Le lunetier italien House of Modo se positionne sur le segment des lunettes connectées avec ses Eyefly, dont la commercialisation débute en ce mois de juin. Il choisit délibérément de se concentrer sur la seule fonctionnalité audio car « la vidéo, non seulement superflue, peut être perçue comme possiblement intrusive ». 
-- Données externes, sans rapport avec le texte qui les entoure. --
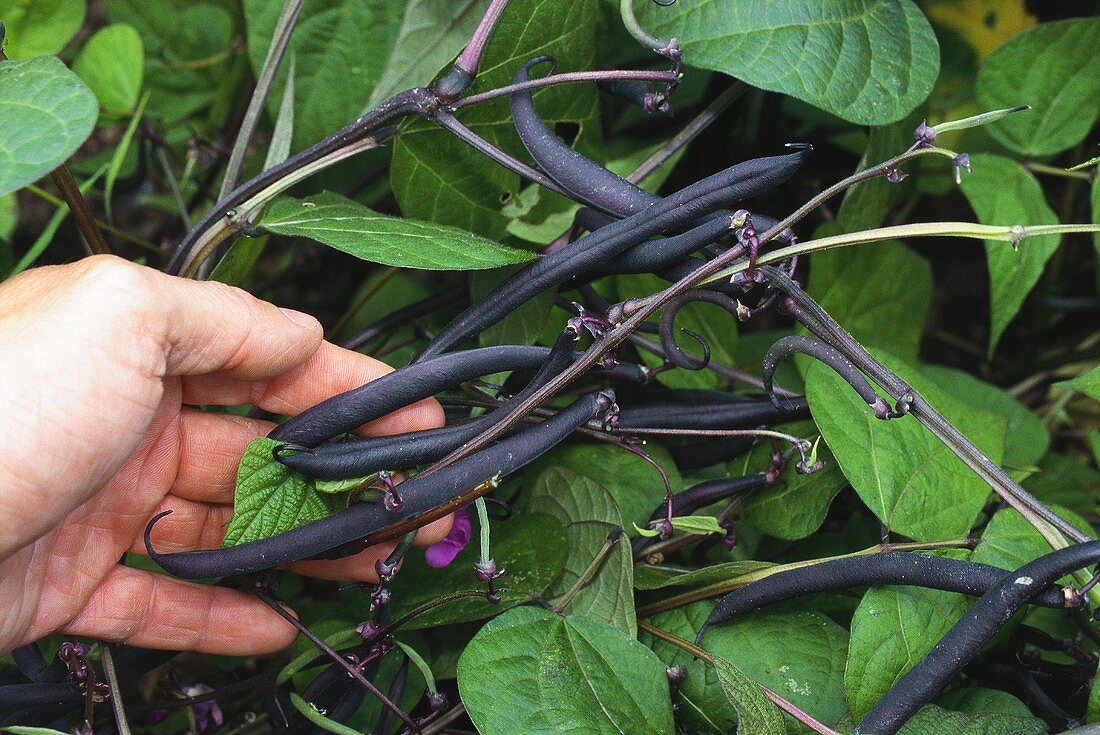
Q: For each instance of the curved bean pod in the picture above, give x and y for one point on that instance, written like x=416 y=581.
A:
x=672 y=351
x=966 y=639
x=587 y=180
x=886 y=568
x=831 y=357
x=421 y=493
x=741 y=415
x=595 y=250
x=356 y=458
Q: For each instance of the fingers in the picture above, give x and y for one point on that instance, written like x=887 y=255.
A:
x=142 y=609
x=330 y=370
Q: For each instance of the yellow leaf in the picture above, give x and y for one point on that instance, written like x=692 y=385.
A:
x=985 y=24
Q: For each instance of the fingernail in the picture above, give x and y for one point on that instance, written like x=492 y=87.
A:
x=303 y=319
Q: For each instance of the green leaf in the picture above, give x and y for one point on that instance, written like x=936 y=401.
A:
x=48 y=112
x=341 y=47
x=935 y=721
x=634 y=483
x=1001 y=192
x=352 y=228
x=869 y=62
x=796 y=505
x=653 y=578
x=1026 y=439
x=697 y=524
x=530 y=568
x=891 y=632
x=1087 y=383
x=112 y=64
x=189 y=52
x=1055 y=67
x=40 y=28
x=589 y=514
x=859 y=287
x=756 y=714
x=271 y=498
x=531 y=671
x=431 y=34
x=906 y=476
x=439 y=178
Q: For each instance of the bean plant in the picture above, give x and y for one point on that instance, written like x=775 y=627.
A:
x=766 y=335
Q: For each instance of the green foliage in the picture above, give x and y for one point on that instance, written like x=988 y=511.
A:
x=352 y=228
x=867 y=62
x=48 y=112
x=530 y=670
x=1055 y=67
x=112 y=65
x=272 y=498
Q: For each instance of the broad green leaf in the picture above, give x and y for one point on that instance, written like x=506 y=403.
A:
x=869 y=62
x=1027 y=438
x=112 y=64
x=906 y=476
x=439 y=178
x=589 y=514
x=799 y=655
x=1087 y=383
x=431 y=34
x=756 y=714
x=935 y=721
x=1055 y=67
x=531 y=671
x=48 y=112
x=1009 y=541
x=634 y=483
x=979 y=699
x=9 y=216
x=1001 y=192
x=271 y=498
x=880 y=294
x=891 y=632
x=341 y=47
x=40 y=28
x=655 y=578
x=529 y=569
x=352 y=228
x=525 y=325
x=796 y=505
x=188 y=50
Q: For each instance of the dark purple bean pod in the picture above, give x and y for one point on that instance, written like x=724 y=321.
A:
x=672 y=351
x=356 y=458
x=831 y=357
x=886 y=568
x=595 y=250
x=967 y=637
x=696 y=454
x=741 y=415
x=656 y=255
x=584 y=178
x=710 y=492
x=424 y=492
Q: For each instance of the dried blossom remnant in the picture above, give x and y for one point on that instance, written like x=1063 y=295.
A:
x=442 y=554
x=924 y=134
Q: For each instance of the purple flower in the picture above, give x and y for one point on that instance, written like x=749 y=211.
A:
x=206 y=713
x=442 y=554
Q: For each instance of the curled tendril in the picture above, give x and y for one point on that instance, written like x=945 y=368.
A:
x=834 y=359
x=672 y=351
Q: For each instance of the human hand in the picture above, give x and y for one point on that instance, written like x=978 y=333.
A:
x=99 y=362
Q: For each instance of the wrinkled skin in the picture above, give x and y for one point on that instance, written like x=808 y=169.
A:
x=102 y=362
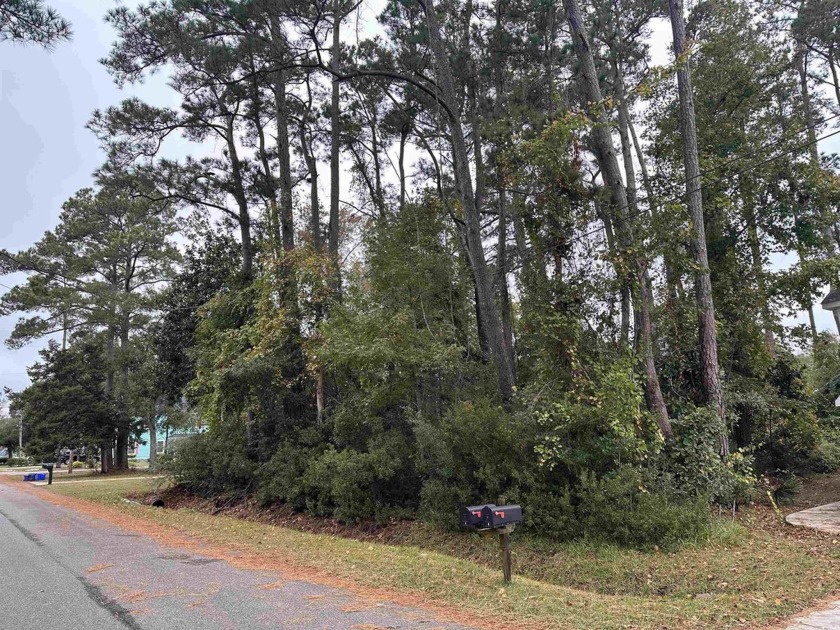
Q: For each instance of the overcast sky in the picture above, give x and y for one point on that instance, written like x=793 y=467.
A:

« Nous avons l'intention de devenir le leader de cette nouvelle catégorie dans l'industrie optique ». Grandes sont les ambitions d’Alessandro Lanaro, le fondateur et président de Modo, qui se positionne sur le segment des lunettes connectées avec ses Eyefly. Cet équipement intelligent, qui de l’extérieur a tout d’une monture classique, table exclusivement sur un système audio à oreilles libres (les microphones sont en effet intégrés dans les branches). Le porteur peut ainsi écouter musique et podcasts, solliciter un assistant vocal ou prendre un appel. Ce sont des boutons tactiles situés sur les branches qui permettent d’activer telle ou telle fonctionnalité. En revanche, aucun système vidéo embarqué dans cette lunette ; et c’est un choix délibéré, comme l’explique M. Lanaro : « En nous concentrant uniquement sur l'audio, nous offrons une expérience d'écoute libre qui permet de rester connecté tout en préservant la vie privée et celle de votre interlocuteur. Au quotidien, nous pensons que la vidéo est non seulement superflue, mais peut même être perçue comme intrusive ». (En France, rappelons que la CNIL s’est récemment positionné sur ce sujet de la protection de la vie privée). Outre leur dimension technologique et des verres photochromiques, ces lunettes se caractérisent également par la possible personnalisation des branches qui sont, au besoin, interchangeables. Les branches intégrant le dispositif connecté peuvent ainsi être remplacées par des branches standard. Affichant 40 grammes à la pesée, ces Eyefly promettent une autonomie de 6 heures d’écoute.